All indications thus far point towards the procedure being wildly successful, as Bryant appears to be moving around the court much better.
The added lift on his jump shot is noticeable, along with a renewed ability to get to the basket on a regular basis.
So with all the talk of Blake Griffin and Chris Paul being the new show in town, the reality of the situation may be that Kobe is indeed still the man in L.A.—at least until he says otherwise.
Now let's take a look at why...
On New Year's Day, Kobe Bryant became the youngest player in NBA history to reach 28,000 points at the age of 33 years, 131 days.
It serves as yet another reminder that not only is Kobe one of the best players in Lakers history, he's also one of best to ever play the game.
Now trailing Shaquille O'Neal by just 547 points for fifth place on the NBA's all-time scoring list, Kobe should break into the top five by mid-February.
Next up on the list? Another Laker great, Wilt Chamberlain. If he stays healthy, Kobe could realistically pass Chamberlain by the very end of the 2013 regular season.
Averaging 25.9 points, 6.3 rebounds and six assists per game, Kobe is one of only two players in the NBA to average at least 25 points, six rebounds and six assists.
LeBron James is of course the other player, averaging 29.3 points, 7.7 rebounds and 6.5 assists per game.
Now in his 16th season, the fact that Kobe Bryant is still the second-best all-around player in the league speaks volumes about his legacy as one of the all-time greats in NBA history.
Just when everyone was ready to write him off after an injury-plagued 2011 season, Kobe Bryant decides to go to Germany for an innovative procedure to help turn back the clock on Father Time.
Now operating at 95 percent (he admits he will never be 100 percent again), Kobe is seeing his playing time increase this season and is averaging 35 minutes per contest as a result.
This renewed energy is also allowing him to get to the free-throw line more, where he is averaging just under eight free throws per game.

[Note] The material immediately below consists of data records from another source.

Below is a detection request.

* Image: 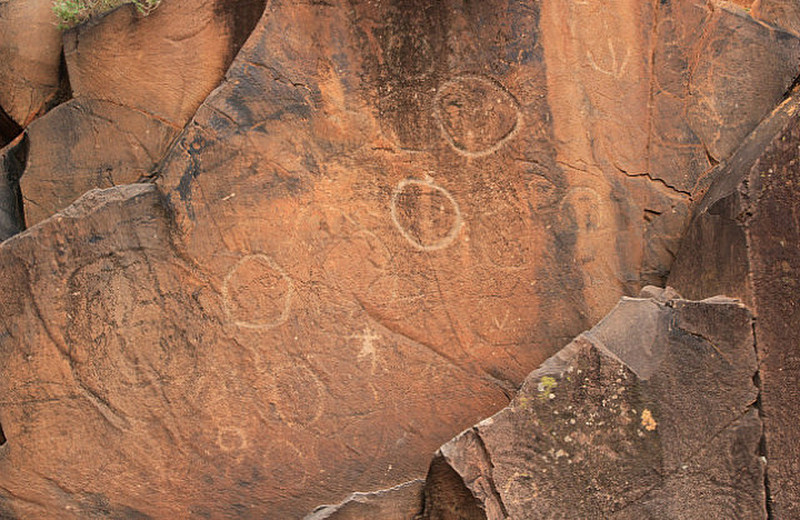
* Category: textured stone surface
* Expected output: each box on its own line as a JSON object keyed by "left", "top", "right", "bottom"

{"left": 752, "top": 0, "right": 800, "bottom": 37}
{"left": 304, "top": 480, "right": 424, "bottom": 520}
{"left": 13, "top": 0, "right": 266, "bottom": 228}
{"left": 670, "top": 88, "right": 800, "bottom": 519}
{"left": 63, "top": 0, "right": 266, "bottom": 127}
{"left": 0, "top": 0, "right": 64, "bottom": 127}
{"left": 0, "top": 184, "right": 505, "bottom": 518}
{"left": 0, "top": 0, "right": 798, "bottom": 518}
{"left": 419, "top": 293, "right": 764, "bottom": 519}
{"left": 18, "top": 99, "right": 178, "bottom": 226}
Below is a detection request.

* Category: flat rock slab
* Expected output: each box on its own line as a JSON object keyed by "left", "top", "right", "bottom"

{"left": 670, "top": 88, "right": 800, "bottom": 518}
{"left": 420, "top": 293, "right": 764, "bottom": 519}
{"left": 0, "top": 184, "right": 505, "bottom": 517}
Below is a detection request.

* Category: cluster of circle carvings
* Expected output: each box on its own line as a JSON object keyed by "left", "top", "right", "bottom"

{"left": 222, "top": 254, "right": 294, "bottom": 329}
{"left": 390, "top": 178, "right": 463, "bottom": 251}
{"left": 434, "top": 75, "right": 522, "bottom": 157}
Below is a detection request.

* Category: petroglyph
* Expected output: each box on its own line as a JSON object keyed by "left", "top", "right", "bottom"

{"left": 216, "top": 426, "right": 247, "bottom": 453}
{"left": 390, "top": 178, "right": 463, "bottom": 251}
{"left": 269, "top": 363, "right": 326, "bottom": 427}
{"left": 558, "top": 186, "right": 609, "bottom": 233}
{"left": 587, "top": 40, "right": 631, "bottom": 78}
{"left": 434, "top": 75, "right": 522, "bottom": 157}
{"left": 222, "top": 254, "right": 294, "bottom": 329}
{"left": 349, "top": 326, "right": 382, "bottom": 372}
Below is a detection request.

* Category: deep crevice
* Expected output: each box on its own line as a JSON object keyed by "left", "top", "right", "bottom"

{"left": 0, "top": 105, "right": 22, "bottom": 150}
{"left": 752, "top": 318, "right": 774, "bottom": 519}
{"left": 0, "top": 420, "right": 6, "bottom": 446}
{"left": 42, "top": 49, "right": 74, "bottom": 116}
{"left": 0, "top": 133, "right": 29, "bottom": 241}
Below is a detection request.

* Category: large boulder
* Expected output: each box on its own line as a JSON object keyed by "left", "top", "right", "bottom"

{"left": 419, "top": 291, "right": 764, "bottom": 519}
{"left": 670, "top": 87, "right": 800, "bottom": 518}
{"left": 12, "top": 0, "right": 266, "bottom": 228}
{"left": 0, "top": 0, "right": 64, "bottom": 128}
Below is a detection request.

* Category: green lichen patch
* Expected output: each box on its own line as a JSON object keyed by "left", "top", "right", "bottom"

{"left": 52, "top": 0, "right": 160, "bottom": 29}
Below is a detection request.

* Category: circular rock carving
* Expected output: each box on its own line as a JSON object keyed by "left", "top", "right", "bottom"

{"left": 435, "top": 75, "right": 521, "bottom": 157}
{"left": 390, "top": 178, "right": 463, "bottom": 251}
{"left": 222, "top": 254, "right": 294, "bottom": 329}
{"left": 558, "top": 187, "right": 607, "bottom": 233}
{"left": 271, "top": 363, "right": 326, "bottom": 427}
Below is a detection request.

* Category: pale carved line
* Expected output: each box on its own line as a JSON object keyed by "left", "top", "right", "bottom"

{"left": 390, "top": 177, "right": 463, "bottom": 251}
{"left": 221, "top": 253, "right": 294, "bottom": 329}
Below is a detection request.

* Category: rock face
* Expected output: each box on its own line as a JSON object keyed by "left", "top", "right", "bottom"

{"left": 0, "top": 184, "right": 506, "bottom": 518}
{"left": 0, "top": 0, "right": 64, "bottom": 128}
{"left": 305, "top": 480, "right": 424, "bottom": 520}
{"left": 12, "top": 0, "right": 266, "bottom": 228}
{"left": 419, "top": 291, "right": 765, "bottom": 519}
{"left": 670, "top": 88, "right": 800, "bottom": 518}
{"left": 63, "top": 0, "right": 266, "bottom": 128}
{"left": 0, "top": 0, "right": 798, "bottom": 518}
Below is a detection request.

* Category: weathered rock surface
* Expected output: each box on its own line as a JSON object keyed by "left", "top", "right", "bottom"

There is no question that Kobe Bryant's jumping ability has improved dramatically after undergoing two separate procedures over the summer.
He's averaging 5.4 defensive rebounds per game (6.3 total) so far this year—the most he's averaged since the 2002-03 season.
Kobe's increased athleticism has been noticeable in all aspects of his game this year, and it won't long before we start hearing about more professional athletes making trips to Germany during the offseason.
Wait a minute—are we really having a debate on whether or not Kobe is still THE man in L.A.?
Congrats to the Clippers on landing Chris Paul to go along with Blake Griffin, but let's not get ahead of ourselves here. They're still the Clippers.
It's going to take a lot more than teaming up two All-Stars to knock Kobe off his perch in L.A.
Let's not forget that the Lakers will likely have three All-Stars this season if Andrew Bynum keeps it up.
Five NBA titles, two NBA Finals MVPs, one regular-season MVP, 28,000 career points, 13 All-Star games, nine All-NBA First Teams, nine All-Defensive First Teams and probably the seventh- or eighth-best player in NBA history.
Do I need to go on?
Yes, my friends, Kobe is still THE man in L.A.